Apollo XXI: Steve Lacy On A Mission To Mars
21-year-old musical prodigy Steve Lacy, best known as a member of the Odd Future spawned R&B fusion band The Internet as well as several high-profile features and production credits for artists ranging from Kali Uchis to Kendrick, has finally released his first full-length album Apollo XXI to the pleasure of many a hipster music lover, myself absolutely included. Far beyond his days of producing would-be blockbuster tracks via the Garage Band app on his iPhone 5, (as was the case with Lamar’s “PRIDE” off his 2017 album DAMN.
That subsequently earned Lacy several Grammy nominations, though even more impressively, not his first string of nominations) the “love child of Pharrell and Frank Ocean” as one YouTube user interestingly concluded in the comments of the “RYD/Dark Red” video, is striving for legend status at a time when most of his peers are freaking out over being able to legally purchase alcohol. Subverting expectations by veering slightly away from the Pharrell/Ocean vibes initially established through his tenure with The Internet and even his self-entitled 2017 demo Lacy instead cues the birthplace of swag by going full funk for his debut statement.
A long-professed Prince “stan,” Lacy channels the Purple One’s sexual suavity on the spunky third track “Playground” and lead single “N Side” that could both easily pass as B-sides straight from 1987’s Sign O’ The Times. But this display of control and confidence cannot be achieved without vulnerability and openness, something that young maverick was clearly aware of when tasked to put out his long-awaited debut. The album opens with the woozy “Only If,” a brisk lamentation of his former self that is immediately followed by the album’s longest track, the 9-minute long “Like Me,” (featuring L.A. based indie jazz group DAISY) that replaces Lacy’s typical elusive confidence with insecurities, social anxieties and borderline fear as the musician seeks the comfort of his peers that have struggled to grapple with their sexuality and the implications that self-acceptance can lead to the dismantlement personal relationships.
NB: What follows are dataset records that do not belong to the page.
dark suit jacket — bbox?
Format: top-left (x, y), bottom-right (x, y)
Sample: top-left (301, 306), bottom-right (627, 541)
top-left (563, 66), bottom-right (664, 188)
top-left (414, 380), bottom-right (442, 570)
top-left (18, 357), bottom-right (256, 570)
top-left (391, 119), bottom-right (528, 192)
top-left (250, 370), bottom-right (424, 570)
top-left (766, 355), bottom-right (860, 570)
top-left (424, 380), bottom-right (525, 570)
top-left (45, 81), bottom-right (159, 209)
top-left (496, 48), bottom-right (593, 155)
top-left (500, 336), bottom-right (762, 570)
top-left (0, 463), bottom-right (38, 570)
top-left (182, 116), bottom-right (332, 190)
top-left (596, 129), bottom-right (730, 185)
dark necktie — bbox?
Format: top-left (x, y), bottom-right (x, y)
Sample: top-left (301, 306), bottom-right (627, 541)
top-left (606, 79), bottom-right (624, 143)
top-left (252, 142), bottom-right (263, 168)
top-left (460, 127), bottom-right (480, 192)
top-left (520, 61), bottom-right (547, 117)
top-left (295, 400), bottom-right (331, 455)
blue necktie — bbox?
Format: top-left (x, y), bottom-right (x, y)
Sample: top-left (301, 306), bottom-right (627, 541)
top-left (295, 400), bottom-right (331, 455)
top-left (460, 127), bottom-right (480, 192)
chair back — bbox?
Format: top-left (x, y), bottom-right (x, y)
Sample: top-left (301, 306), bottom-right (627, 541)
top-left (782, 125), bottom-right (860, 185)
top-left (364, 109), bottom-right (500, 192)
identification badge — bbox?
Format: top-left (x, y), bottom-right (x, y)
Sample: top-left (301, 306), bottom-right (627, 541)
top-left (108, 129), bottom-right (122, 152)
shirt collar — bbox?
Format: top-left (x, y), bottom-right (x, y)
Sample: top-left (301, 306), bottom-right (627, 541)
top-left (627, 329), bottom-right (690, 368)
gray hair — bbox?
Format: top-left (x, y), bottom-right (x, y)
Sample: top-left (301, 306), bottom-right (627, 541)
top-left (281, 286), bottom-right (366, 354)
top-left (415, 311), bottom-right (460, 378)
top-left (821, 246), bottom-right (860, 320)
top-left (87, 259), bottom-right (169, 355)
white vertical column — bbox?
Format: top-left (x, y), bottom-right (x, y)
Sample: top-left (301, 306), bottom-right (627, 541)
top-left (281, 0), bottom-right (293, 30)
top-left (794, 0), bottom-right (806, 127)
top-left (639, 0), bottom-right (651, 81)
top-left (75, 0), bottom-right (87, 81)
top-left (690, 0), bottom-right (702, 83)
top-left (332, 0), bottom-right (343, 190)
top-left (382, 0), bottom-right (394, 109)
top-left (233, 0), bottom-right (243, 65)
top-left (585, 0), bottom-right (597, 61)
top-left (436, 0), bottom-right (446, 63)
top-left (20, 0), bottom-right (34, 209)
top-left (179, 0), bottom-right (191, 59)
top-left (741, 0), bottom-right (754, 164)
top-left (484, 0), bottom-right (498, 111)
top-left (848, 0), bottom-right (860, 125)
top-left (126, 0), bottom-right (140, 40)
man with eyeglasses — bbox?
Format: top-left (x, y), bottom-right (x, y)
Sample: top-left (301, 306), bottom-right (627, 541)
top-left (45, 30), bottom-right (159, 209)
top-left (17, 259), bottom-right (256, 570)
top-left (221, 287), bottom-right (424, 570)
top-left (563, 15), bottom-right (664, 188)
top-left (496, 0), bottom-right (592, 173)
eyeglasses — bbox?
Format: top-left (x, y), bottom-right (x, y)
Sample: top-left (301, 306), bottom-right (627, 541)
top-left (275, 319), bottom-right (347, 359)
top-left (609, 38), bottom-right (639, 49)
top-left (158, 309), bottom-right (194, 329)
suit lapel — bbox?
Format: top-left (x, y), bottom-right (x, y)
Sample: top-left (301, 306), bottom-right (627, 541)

The rest of the album is significantly less profound lyrically but is by no means lacking musically. Steve Lacy is an immensely talented multi-instrumentalist whose main focus is to make dope music to vibe to.
Whether that is achieved by displaying an impressive (and criminally under-utilized) falsetto on a track like “Guide” or reminding you that he initially made his name shredding a guitar and creating slick samples as exemplified on the Amandla Steinberg violin jam-sesh “Amandla’s Interlude” or closing track “Outro Freestyle/4ever” (which hardcore R&B fans will be able to quickly recognize parts of Solange’s “Exit Scott” off of her latest LP When I Get Home, which he had a hand in producing, of course) you’ll ultimately leave Apollo XXI feeling as though you truly traveled through several emotional and sonic dimensions, and you’ll be grateful for it.
More than anything, Steve Lacy just wants to “relate to everyone,” so how many of us out there just like him? I’m going to assume most of us are.